Accessibility tools
cuh logo

My CUH Story - Kat Collen

Kat Collen - Play Specialist
Kat Collen, play specialist

Play isn't a luxury, it's a necessity.

Kat

It is the language of a child and is how they communicate – it’s how we often communicate as adults too! Emotional and social development also comes out of play. The CUH play team work well with clinical staff to promote the importance of play as a tool for recovery, and we all want to make the hospital experience as positive as possible for the children, young people and families.

Before joining CUH, I worked with children with global developmental delay for 15 years and then at East Anglia’s Children’s Hospices as an activity co-ordinator. Becoming a play specialist was a natural progression and I started my two-year foundation degree training course, which included a placement at CUH. Steph Fairbain was my mentor and I have been here for seven years now. The course covered every stage of child development from 0 to 16 years of age and also included modules on healthcare in society, enhancing resilience for children and young people and leadership and management in the work place. I have to register as a health play specialist every year and have CPD requirements too.

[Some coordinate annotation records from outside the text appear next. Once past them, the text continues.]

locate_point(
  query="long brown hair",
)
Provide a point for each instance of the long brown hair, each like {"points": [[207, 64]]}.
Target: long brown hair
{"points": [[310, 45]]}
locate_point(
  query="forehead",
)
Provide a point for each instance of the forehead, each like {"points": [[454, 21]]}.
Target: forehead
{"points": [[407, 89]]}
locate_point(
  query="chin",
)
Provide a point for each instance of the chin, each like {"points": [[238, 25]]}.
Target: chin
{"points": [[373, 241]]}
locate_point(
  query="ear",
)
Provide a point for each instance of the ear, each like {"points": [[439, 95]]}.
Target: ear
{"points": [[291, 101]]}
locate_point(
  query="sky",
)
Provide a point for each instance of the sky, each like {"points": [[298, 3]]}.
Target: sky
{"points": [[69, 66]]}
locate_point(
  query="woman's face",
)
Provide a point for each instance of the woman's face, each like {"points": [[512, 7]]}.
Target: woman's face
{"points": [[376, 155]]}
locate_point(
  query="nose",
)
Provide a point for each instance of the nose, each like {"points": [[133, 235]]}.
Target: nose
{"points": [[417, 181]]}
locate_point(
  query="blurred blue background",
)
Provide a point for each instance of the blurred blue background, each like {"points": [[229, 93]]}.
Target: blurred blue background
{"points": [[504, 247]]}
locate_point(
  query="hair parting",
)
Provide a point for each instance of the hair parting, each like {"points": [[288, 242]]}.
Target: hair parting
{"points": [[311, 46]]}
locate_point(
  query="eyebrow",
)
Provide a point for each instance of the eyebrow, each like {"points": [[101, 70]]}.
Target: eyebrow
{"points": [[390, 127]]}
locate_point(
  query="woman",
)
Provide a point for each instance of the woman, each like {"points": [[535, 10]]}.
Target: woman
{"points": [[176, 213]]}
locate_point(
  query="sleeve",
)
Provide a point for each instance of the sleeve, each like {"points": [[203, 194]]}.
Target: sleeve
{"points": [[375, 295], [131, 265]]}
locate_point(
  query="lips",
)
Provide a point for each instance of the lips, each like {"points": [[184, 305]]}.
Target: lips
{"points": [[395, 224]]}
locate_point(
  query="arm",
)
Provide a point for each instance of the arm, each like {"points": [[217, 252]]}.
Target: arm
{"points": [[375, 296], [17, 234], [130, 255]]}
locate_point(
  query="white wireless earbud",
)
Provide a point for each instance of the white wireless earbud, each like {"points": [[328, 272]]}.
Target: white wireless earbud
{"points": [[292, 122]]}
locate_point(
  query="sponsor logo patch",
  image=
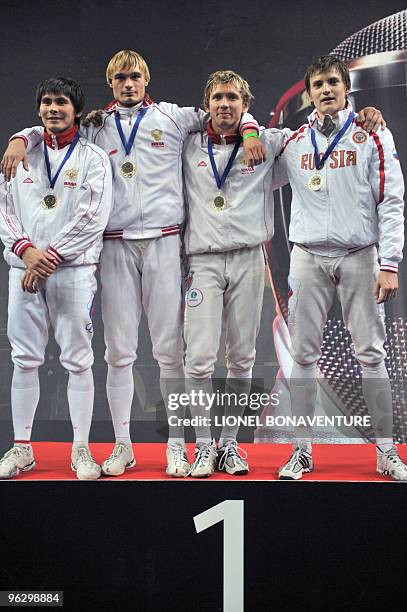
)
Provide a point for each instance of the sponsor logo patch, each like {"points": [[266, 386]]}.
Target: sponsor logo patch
{"points": [[194, 298], [71, 174], [156, 135], [359, 137]]}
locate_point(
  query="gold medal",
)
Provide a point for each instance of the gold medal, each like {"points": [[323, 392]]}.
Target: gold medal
{"points": [[49, 201], [315, 182], [219, 202], [128, 169]]}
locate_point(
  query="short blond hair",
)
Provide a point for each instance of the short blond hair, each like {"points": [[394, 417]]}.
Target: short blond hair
{"points": [[126, 59], [227, 77]]}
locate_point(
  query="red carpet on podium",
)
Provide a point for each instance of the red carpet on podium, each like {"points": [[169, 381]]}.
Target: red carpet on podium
{"points": [[333, 462]]}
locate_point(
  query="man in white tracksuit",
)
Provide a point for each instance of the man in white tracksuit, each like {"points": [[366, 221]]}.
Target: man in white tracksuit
{"points": [[347, 198], [230, 215], [51, 223], [140, 260]]}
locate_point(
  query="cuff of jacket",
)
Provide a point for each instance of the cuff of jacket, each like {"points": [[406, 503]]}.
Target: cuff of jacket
{"points": [[386, 265], [15, 136], [57, 257], [20, 246], [249, 126]]}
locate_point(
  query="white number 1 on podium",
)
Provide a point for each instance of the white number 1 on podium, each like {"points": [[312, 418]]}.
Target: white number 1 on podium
{"points": [[231, 512]]}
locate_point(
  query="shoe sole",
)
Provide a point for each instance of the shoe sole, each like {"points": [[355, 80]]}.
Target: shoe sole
{"points": [[131, 464], [73, 468]]}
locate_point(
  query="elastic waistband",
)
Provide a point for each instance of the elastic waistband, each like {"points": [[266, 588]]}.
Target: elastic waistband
{"points": [[169, 230]]}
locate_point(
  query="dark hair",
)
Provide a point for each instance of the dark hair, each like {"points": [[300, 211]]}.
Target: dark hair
{"points": [[323, 64], [67, 87]]}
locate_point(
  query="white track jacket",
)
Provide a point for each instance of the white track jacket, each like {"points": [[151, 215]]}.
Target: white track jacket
{"points": [[150, 203], [361, 199], [72, 231], [248, 219]]}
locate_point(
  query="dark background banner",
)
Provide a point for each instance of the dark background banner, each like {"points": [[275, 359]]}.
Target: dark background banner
{"points": [[270, 43]]}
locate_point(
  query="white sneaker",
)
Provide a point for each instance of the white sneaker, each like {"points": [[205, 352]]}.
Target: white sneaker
{"points": [[205, 459], [230, 459], [298, 464], [177, 460], [17, 459], [84, 464], [121, 459], [390, 464]]}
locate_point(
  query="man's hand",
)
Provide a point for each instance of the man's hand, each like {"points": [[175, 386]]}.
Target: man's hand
{"points": [[29, 282], [40, 263], [371, 119], [254, 152], [386, 286], [93, 118], [13, 155]]}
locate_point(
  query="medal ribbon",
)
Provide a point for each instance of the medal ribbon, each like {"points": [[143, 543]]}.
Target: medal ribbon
{"points": [[52, 181], [319, 163], [220, 180], [128, 145]]}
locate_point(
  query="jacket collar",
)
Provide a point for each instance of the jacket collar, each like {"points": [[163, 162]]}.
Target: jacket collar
{"points": [[62, 139], [315, 122], [218, 138], [114, 105]]}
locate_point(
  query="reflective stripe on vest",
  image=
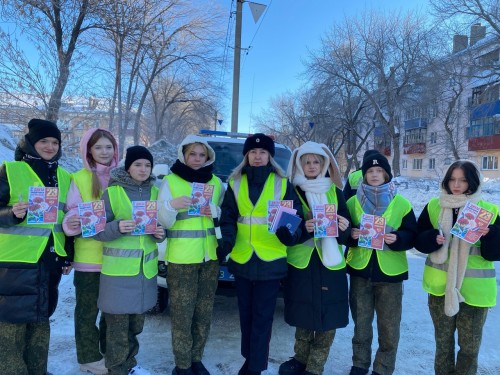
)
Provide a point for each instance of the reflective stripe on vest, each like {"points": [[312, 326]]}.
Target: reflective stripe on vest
{"points": [[22, 242], [355, 178], [252, 234], [479, 287], [391, 262], [196, 233], [300, 255], [123, 256], [87, 250]]}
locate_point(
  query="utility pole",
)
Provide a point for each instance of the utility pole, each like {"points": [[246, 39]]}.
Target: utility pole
{"points": [[236, 69]]}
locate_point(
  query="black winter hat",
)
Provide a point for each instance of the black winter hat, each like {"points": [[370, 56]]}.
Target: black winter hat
{"points": [[376, 160], [137, 152], [39, 129], [259, 140]]}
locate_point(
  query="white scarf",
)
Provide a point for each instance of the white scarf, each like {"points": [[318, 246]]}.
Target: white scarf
{"points": [[316, 190], [457, 251]]}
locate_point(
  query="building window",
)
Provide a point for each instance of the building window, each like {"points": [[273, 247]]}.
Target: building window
{"points": [[489, 163], [433, 138]]}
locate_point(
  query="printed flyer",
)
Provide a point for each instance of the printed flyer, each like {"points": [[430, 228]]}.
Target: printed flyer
{"points": [[470, 221], [43, 205], [272, 211], [201, 196], [92, 217], [371, 232], [326, 220], [145, 215]]}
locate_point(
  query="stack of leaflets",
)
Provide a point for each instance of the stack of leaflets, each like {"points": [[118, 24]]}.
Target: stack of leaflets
{"points": [[371, 232], [273, 208], [145, 215], [92, 217], [201, 196], [326, 224], [43, 205], [471, 219]]}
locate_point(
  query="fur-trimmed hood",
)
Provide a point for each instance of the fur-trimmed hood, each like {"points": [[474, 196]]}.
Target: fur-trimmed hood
{"points": [[196, 139], [321, 149]]}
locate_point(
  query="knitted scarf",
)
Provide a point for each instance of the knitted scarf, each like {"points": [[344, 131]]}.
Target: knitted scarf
{"points": [[315, 191], [375, 199], [454, 249]]}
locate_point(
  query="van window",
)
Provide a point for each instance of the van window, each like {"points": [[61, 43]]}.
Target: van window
{"points": [[229, 156]]}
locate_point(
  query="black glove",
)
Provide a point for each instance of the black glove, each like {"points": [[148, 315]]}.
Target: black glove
{"points": [[285, 237], [223, 251]]}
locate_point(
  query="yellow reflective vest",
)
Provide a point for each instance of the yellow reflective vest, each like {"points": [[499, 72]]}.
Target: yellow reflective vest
{"points": [[123, 256], [191, 237], [22, 242], [87, 250], [391, 262], [479, 287], [252, 234], [300, 255]]}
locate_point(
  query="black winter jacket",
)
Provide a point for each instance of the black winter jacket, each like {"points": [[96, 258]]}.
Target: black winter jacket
{"points": [[255, 268]]}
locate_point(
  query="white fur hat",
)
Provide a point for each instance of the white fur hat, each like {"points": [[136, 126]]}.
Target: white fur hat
{"points": [[319, 149]]}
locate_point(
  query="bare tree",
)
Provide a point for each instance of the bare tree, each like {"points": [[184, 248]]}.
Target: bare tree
{"points": [[53, 30], [148, 38], [473, 11], [381, 55]]}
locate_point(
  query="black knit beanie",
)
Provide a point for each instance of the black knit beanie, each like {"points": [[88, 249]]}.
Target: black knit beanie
{"points": [[137, 152], [259, 140], [376, 160], [39, 129]]}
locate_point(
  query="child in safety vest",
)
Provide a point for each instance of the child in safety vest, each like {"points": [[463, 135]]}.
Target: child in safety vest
{"points": [[459, 276], [127, 287], [32, 249], [99, 153], [377, 269]]}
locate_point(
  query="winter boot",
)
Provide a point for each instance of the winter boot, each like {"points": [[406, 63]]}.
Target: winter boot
{"points": [[138, 370], [292, 367], [199, 369], [358, 371], [96, 368]]}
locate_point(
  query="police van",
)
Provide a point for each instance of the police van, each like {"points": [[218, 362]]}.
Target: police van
{"points": [[228, 147]]}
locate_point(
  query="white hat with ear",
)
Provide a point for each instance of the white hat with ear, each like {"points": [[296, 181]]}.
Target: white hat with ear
{"points": [[310, 147]]}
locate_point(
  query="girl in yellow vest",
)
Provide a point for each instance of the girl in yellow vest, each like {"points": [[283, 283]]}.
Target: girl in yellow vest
{"points": [[315, 292], [127, 287], [193, 269], [257, 257], [99, 153], [459, 276], [32, 256], [376, 276]]}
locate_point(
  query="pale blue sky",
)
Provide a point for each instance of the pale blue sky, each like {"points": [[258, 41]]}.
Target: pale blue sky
{"points": [[280, 40]]}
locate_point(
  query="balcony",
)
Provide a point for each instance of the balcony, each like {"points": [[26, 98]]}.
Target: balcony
{"points": [[414, 148], [490, 142]]}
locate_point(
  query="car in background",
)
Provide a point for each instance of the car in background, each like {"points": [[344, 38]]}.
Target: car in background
{"points": [[228, 147]]}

Every day is different on the ward and PICU. This morning I talked to a 15-year-old about their upcoming treatment and how they were feeling. I also led some therapeutic play with a three-year-old who was anxious about an operation. I showed him a teddy with a cannula and we practiced putting a face mask on. It’s important at that age to know they will wake up from an anaesthetic. Therapeutic play can involve preparation and distraction for a procedure. Post-procedural play, can be especially important if a child comes in and requires an operation or procedure straight away, with no time to build up to it. Managing their emotions afterwards through role-play is very helpful to their recovery.

We can build up relationships with children very quickly and some will wave and blow us kisses when they leave the ward. I’ll say to them, come and see us BUT no more sleepovers! I’m always thrilled that they’re better, recovered, and on their way home and back into the outside world.